Why? The "original" (i.e. the thing that burned) was the result of numerous changes for functional and fashionable reasons over the century. The famous Viollet-lde-duc spire was a recent change only 150 years old. Life is change; cities and old buildings are palimpsests; to try to ape an earlier age is a form of cultural death.

The same is true of the Louvre which has grown and changed in use and shape for 900s years and few complain about that.

Regardless of what happens, the result will disappoint and even enrage many people. Either it will be an attemptt to be authentic, but won't be authentic enough for everyone, or it won't be and that will cause a different kind of outrage. And every change will be mourned by some as a "missed opportunity". C'est la vie!

1 comments

Usually if someone vandalises an old painting, the gallery attempts to restore it to how it was before; the need for new, modern artworks is fulfilled by different paintings elsewhere in the gallery.

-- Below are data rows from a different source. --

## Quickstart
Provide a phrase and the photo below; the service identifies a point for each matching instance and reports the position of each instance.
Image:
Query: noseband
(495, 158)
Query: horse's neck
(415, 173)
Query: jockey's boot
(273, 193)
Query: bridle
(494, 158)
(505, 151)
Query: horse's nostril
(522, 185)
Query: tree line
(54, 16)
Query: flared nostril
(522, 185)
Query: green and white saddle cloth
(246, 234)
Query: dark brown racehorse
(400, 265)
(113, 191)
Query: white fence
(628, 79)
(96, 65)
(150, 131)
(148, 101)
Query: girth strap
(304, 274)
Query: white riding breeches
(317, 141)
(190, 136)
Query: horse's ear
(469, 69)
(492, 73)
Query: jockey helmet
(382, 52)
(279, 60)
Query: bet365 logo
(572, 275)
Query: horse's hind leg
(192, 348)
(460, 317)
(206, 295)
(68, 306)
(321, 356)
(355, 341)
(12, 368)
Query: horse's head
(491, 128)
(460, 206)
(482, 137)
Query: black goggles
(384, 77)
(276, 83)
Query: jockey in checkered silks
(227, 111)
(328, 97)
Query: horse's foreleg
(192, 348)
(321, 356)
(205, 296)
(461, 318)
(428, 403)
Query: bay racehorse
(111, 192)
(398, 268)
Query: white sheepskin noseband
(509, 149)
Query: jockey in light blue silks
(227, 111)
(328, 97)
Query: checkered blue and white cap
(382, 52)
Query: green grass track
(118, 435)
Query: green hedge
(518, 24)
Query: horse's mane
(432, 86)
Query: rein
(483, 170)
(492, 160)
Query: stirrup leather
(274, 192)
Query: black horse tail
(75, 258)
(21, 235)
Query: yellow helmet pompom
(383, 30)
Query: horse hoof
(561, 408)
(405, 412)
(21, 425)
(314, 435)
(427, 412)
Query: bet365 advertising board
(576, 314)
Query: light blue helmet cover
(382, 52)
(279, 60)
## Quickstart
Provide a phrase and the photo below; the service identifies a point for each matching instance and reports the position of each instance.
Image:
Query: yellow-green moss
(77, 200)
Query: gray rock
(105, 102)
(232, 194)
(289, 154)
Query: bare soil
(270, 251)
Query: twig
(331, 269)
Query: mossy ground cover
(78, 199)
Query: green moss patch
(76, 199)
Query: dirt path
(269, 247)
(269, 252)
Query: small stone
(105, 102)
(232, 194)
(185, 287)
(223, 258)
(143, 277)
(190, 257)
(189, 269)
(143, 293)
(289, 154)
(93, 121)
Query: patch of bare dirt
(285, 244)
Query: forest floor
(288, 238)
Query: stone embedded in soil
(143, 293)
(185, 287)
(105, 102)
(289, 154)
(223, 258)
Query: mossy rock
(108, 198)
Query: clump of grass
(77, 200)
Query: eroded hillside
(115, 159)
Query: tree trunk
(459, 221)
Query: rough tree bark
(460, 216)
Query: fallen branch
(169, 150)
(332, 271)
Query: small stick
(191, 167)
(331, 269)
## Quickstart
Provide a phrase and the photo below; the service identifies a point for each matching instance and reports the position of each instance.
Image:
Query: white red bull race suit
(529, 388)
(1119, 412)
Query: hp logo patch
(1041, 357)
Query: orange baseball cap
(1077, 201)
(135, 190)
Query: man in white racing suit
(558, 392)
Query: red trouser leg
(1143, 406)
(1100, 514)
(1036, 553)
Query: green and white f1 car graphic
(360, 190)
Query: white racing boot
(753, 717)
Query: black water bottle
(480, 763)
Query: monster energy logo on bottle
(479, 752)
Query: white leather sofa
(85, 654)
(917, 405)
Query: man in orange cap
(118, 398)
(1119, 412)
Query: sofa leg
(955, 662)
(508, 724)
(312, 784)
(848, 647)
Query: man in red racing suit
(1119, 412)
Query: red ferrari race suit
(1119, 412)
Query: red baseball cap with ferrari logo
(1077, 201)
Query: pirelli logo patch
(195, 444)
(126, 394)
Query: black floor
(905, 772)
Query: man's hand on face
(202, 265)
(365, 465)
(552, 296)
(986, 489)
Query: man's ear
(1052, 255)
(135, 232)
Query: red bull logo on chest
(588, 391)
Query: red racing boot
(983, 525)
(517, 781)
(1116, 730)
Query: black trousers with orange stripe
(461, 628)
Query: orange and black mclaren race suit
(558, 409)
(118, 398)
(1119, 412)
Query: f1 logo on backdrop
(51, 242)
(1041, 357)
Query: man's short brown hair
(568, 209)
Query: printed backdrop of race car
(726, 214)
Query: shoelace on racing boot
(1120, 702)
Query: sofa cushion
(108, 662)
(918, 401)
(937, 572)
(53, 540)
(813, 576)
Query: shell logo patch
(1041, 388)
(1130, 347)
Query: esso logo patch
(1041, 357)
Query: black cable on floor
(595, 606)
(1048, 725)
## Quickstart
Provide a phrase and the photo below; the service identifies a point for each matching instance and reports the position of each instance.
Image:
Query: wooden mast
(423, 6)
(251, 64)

If someone slashes a Rembrandt, people would be aghast if you suggested Banksy stencil over the damage or Hirst submerge it in formaldehyde, no matter how modern and popular those artists may be.

Of course, there are various reasons one might argue the same rationale doesn't apply to buildings.

Interestingly a “restoration” of a damaged Rembrandt will typically not result in what the painter saw and oxidization and other degeneration will have changed the various paints in different ways over the centuries.

What is the appropriate repair point? Why should Violet-le-duc’s change be (or not be) privileged over more modern changes? The point of the building was to serve the people of a given time and it was adapted many times over the centuries to different usage models. Even the big plaza out front is relatively new (I have seen historical novels that anachronistically assumed the plaza to have been there, e.g. The Baroque Cycle).

When someone slashes a Rembrandt:

The replacement paint need not be absurdly toxic mercury compounds.

The backing might best be supported by something modern, such as a glass fiber mat.

Likewise with buildings, we can get the old style with modern materials.